Our funding source requires the following Authorization prior to attending this class.
By giving my consent electronically to this Authorization I hereby voluntarily permit the use or disclosure by Lancaster County Children and Youth Service Agency of protected health information (PHI) pertaining to me, my health, or my healthcare (including paper, oral, and electronic interchange).
The following individual or organization is authorized to make the disclosure:
COBYS FAMILY SERVICES
* The type and amount of information to be used or disclosed is as follows:
For attendance purposes only.
Purpose for the Disclosure: (The information to be used or disclosed is to . . . )
Obtain or coordinate services and supports relevant to my well being and health by Lancaster County Children and Youth Agency. How we use and disclose your protected health information is described in detail in the Notice of Privacy Practices. I understand that authorization the disclosure of health information is voluntary.
Persons Authorized to Use or Disclosed: (The person(s) authorized to make the requested use or disclosure):
Staff employed or contracted by Lancaster County Children and Youth Agency.
Persons Permitted to Receive the Information: (The person(s) to whom the use or disclosure may be made):
Persons or business providers Lancaster County or the Commonwealth of Pennsylvania have entered into service contract(s) or HIPAA Business Associate Agreements with (if so, will be noted here).

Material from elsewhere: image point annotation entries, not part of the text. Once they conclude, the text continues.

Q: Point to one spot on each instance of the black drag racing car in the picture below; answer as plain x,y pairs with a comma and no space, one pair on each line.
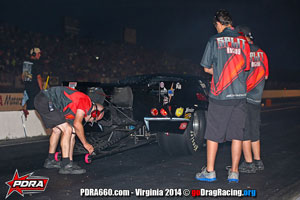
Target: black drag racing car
167,108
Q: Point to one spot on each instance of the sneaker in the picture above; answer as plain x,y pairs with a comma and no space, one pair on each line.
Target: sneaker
233,177
70,169
52,164
259,165
75,165
205,175
248,168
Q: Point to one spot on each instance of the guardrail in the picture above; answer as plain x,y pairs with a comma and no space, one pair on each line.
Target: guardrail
280,94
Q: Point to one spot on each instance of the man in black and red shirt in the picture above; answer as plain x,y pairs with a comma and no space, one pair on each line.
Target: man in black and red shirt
62,109
257,75
226,58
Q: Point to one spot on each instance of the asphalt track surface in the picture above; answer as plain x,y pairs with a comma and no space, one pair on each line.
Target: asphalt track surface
147,167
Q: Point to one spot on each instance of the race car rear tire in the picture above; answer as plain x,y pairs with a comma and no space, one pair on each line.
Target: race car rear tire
189,142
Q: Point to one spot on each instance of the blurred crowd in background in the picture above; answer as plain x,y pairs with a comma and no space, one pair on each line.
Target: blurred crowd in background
70,58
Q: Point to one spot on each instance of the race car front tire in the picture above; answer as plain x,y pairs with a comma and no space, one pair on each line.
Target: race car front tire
187,143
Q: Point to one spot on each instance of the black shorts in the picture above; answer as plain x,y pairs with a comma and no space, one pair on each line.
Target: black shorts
252,124
225,122
50,119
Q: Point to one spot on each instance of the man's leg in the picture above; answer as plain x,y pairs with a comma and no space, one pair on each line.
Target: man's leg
247,151
66,146
212,148
54,139
236,151
72,144
256,149
65,139
50,162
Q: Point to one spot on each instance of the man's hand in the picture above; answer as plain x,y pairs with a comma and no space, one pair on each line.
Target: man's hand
89,148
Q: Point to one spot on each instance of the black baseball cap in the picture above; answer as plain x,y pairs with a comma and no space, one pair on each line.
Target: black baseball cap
245,30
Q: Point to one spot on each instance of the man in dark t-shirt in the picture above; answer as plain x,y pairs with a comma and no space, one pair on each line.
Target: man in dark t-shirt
226,58
32,77
257,75
63,109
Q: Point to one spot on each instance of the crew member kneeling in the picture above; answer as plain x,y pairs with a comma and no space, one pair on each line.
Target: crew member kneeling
62,109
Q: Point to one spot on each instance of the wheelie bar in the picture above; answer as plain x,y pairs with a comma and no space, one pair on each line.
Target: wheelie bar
97,154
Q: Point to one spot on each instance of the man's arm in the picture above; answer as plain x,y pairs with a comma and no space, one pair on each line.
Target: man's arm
209,70
40,82
80,131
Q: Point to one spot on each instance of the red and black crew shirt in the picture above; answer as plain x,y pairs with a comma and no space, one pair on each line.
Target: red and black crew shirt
228,53
256,76
68,101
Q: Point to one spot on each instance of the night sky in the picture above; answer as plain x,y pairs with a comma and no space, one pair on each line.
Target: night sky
181,27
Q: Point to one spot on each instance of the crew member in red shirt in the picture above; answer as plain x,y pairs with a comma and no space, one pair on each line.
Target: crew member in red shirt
226,58
62,109
259,72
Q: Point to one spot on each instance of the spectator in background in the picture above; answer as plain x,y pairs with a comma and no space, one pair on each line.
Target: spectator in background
259,72
32,79
226,56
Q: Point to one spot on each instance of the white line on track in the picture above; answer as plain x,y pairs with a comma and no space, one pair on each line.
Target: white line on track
25,142
277,109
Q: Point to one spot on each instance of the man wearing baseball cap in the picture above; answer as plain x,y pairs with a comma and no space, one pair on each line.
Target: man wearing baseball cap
32,78
259,72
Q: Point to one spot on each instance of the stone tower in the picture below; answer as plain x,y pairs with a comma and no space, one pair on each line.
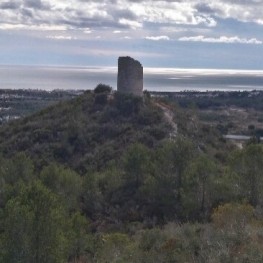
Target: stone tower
130,76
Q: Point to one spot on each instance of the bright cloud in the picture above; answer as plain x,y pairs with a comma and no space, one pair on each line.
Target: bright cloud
157,38
222,39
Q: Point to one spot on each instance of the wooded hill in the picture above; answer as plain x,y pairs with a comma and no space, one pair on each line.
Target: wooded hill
86,132
98,179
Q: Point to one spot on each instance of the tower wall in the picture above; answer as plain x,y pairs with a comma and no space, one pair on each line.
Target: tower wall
130,76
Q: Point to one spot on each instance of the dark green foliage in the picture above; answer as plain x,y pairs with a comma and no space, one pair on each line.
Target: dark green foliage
100,180
89,131
34,227
102,88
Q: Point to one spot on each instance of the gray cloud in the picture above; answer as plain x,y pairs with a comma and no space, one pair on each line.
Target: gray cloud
117,14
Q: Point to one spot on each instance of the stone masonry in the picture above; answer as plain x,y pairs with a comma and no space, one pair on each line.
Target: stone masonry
130,76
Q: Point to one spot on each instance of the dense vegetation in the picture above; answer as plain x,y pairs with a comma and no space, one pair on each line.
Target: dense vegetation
99,179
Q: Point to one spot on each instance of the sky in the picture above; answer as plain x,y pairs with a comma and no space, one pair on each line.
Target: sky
220,34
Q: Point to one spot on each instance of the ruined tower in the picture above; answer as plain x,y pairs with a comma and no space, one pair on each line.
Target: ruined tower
130,76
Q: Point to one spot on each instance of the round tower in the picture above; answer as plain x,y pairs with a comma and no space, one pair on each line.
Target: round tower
130,76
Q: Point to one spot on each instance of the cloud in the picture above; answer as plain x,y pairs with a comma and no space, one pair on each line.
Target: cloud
60,37
130,23
222,39
142,16
157,38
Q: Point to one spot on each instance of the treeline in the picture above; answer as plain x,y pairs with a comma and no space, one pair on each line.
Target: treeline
215,99
170,203
98,179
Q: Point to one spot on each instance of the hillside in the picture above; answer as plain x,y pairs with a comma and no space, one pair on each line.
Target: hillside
86,132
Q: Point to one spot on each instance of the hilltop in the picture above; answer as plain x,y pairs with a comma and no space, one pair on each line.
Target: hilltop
86,132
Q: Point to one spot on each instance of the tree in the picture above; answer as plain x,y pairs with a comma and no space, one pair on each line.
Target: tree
247,168
34,227
198,187
64,182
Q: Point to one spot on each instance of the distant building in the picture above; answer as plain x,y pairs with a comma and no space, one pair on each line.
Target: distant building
130,76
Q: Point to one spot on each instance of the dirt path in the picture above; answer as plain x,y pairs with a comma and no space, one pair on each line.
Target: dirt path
169,116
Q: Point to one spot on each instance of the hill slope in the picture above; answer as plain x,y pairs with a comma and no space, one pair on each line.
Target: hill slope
86,132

Expiration Date or Event: This authorization shall remain in force with Lancaster County Children and Youth Agency for 6 months, unless a different event or date is specified here.
Right to Revoke:
You have the right to revoke this Authorization at any time and may do so by contacting your assigned Caseworker in writing. If we have already used or disclosed your protected health information before receiving your revocation, you understand that we cannot take back those uses or disclosures.
Information may be re-disclosed: Information used or disclosed pursuant to the Authorization may be subject to re-disclosure by the recipient and may no longer be subject to privacy protections provided by law.